Seoul/Berlin (AFP/taz) – Wenn die Pekinger Führung in der Vergangenheit auf ihre Beziehung zu Nordkorea angesprochen wurde, verfiel sie nicht selten auf blumige Wendungen: Man sei miteinander verbunden wie Lippen und Zähne. Doch obwohl die enge Freundschaft mit dem Norden weiterhin beschworen wird, ist es heute der Süden Koreas, zu dem sich die chinesische Regierung weitaus stärker hingezogen fühlt. Die Geschäfte blühen. Und auch außenpolitisch ist man sich einig darin, daß eine nukleare Aufrüstung auf auf der koreanischen Halbinsel nicht zu wünschen ist.

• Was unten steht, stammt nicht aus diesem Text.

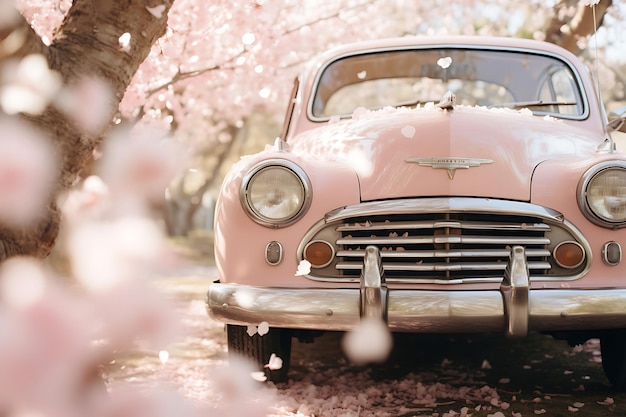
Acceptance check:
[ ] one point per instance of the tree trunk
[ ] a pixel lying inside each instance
(85, 45)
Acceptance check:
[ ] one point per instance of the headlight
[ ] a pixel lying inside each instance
(602, 194)
(275, 193)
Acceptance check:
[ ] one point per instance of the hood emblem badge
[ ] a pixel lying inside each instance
(451, 164)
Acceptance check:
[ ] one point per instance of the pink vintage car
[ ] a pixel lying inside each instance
(441, 185)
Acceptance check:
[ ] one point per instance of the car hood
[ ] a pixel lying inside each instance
(428, 151)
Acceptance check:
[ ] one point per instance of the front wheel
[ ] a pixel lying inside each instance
(613, 349)
(258, 349)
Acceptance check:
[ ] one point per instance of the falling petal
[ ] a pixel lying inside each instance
(304, 268)
(124, 42)
(258, 376)
(274, 363)
(408, 131)
(369, 342)
(263, 328)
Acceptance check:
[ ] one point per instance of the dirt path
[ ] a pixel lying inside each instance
(478, 375)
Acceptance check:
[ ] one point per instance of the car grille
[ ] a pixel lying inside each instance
(446, 247)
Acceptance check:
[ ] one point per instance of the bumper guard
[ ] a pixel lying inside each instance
(514, 309)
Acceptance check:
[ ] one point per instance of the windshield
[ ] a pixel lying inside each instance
(493, 78)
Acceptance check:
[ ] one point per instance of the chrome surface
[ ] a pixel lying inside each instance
(273, 253)
(582, 193)
(445, 240)
(284, 163)
(415, 310)
(612, 253)
(373, 288)
(448, 163)
(514, 289)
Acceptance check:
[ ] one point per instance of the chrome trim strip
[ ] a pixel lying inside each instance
(443, 267)
(443, 253)
(445, 239)
(453, 224)
(416, 310)
(444, 205)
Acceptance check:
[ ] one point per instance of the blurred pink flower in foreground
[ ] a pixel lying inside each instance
(28, 170)
(46, 354)
(139, 168)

Chinas Premierminister Li Peng, der gestern zu einem fünftägigen Besuch in der südkoreanischen Hauptstadt Seoul eintraf, kam in Begleitung seines Außenministers Qian Qichen und eines großen Aufgebots von Geschäftsleuten und politischen Beratern. Ein Abkommen über die Eröffnung von Flugverbindungen wurde am Montag als erstes unterzeichnet. Geplant sind auch gemeinsame Projekte beim Flugzeugbau und beim Bau von Atomkraftwerken. Beide Staaten wollen gemeinsam mittelgroße Passagierflugzeuge für den asiatischen Markt produzieren. Die Kosten dieses Projektes belaufen sich auf 1,2 Milliarden US-Dollar.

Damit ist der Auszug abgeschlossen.